La banalisation de la violence verbale « est désormais propagée partout dans l’espace public (transports en commun, établissements scolaires, monde du travail et en particulier dans les services publics, médias, classe politique, réseaux sociaux…) », alerte le Conseil économique, social et environnemental, dans un avis publié mercredi 12 février.

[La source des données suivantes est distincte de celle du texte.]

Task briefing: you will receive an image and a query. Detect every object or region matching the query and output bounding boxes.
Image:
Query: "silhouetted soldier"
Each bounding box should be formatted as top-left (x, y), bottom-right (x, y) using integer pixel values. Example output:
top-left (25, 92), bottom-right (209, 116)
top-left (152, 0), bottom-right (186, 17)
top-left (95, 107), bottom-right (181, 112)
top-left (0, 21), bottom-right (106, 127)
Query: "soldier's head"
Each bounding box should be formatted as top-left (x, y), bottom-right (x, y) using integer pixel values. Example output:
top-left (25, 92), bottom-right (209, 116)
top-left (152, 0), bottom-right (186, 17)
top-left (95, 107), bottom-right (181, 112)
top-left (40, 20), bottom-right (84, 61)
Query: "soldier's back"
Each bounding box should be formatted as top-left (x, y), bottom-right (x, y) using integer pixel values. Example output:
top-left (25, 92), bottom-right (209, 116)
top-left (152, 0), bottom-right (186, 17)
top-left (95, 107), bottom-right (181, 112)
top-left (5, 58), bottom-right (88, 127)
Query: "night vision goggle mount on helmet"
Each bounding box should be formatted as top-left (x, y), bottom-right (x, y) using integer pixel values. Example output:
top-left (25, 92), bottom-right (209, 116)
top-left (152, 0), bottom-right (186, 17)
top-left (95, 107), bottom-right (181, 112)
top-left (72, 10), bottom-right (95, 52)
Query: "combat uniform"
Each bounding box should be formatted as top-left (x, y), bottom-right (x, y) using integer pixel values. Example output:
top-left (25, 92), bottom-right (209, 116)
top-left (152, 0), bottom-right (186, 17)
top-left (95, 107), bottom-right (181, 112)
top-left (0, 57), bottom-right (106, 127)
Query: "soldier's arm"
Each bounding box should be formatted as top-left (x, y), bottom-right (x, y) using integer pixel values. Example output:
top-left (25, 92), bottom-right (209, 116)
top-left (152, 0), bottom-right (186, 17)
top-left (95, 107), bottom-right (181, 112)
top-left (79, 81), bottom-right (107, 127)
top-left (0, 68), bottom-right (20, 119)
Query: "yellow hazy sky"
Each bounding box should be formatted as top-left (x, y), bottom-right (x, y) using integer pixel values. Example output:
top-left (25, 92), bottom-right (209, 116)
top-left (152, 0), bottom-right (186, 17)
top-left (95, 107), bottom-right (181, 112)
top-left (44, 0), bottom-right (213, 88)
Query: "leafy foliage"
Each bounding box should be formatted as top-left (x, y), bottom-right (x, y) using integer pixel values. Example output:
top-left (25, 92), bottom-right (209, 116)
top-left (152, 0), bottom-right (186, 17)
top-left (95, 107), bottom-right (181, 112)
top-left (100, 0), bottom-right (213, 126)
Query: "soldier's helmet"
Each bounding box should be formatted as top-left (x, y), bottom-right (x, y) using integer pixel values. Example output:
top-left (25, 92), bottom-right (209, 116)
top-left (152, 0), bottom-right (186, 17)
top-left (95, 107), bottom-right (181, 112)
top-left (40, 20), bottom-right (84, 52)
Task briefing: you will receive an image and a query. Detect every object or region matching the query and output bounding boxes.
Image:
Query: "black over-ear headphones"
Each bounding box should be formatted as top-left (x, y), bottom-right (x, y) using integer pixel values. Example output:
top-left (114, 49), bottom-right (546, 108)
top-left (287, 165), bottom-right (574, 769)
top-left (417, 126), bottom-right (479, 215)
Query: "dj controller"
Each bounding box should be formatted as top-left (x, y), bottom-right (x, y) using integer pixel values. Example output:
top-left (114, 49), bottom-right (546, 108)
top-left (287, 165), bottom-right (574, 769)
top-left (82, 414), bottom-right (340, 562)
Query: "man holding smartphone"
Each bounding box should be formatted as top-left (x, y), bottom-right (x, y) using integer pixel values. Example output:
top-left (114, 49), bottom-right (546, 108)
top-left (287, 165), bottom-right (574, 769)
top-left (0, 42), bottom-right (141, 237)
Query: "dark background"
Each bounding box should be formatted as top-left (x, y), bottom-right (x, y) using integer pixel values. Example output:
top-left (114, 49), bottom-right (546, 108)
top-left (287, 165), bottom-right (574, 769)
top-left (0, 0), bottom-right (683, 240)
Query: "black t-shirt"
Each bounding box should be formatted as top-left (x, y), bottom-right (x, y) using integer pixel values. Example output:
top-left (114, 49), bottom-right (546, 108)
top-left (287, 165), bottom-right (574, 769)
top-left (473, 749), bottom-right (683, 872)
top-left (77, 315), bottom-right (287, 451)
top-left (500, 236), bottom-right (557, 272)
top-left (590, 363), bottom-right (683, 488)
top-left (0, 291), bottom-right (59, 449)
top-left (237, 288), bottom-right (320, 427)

Le CESE, qui s’est autosaisi de la question, analyse comment les messages violents « menaçant une personne ou un groupe de personnes à cause de certaines caractéristiques liées à la “race”, la couleur, l’origine familiale, nationale ou ethnique » peuvent aboutir à un discours de haine, et souligne l’importance de s’intéresser d’abord à l’effet produit sur les victimes. « Question de préoccupation d’une société civile pour répondre aux violences et au racisme, devenus des constantes de l’actualité », justifie Souâd Belhaddad, corapporteuse avec Marie-Claude Picardat.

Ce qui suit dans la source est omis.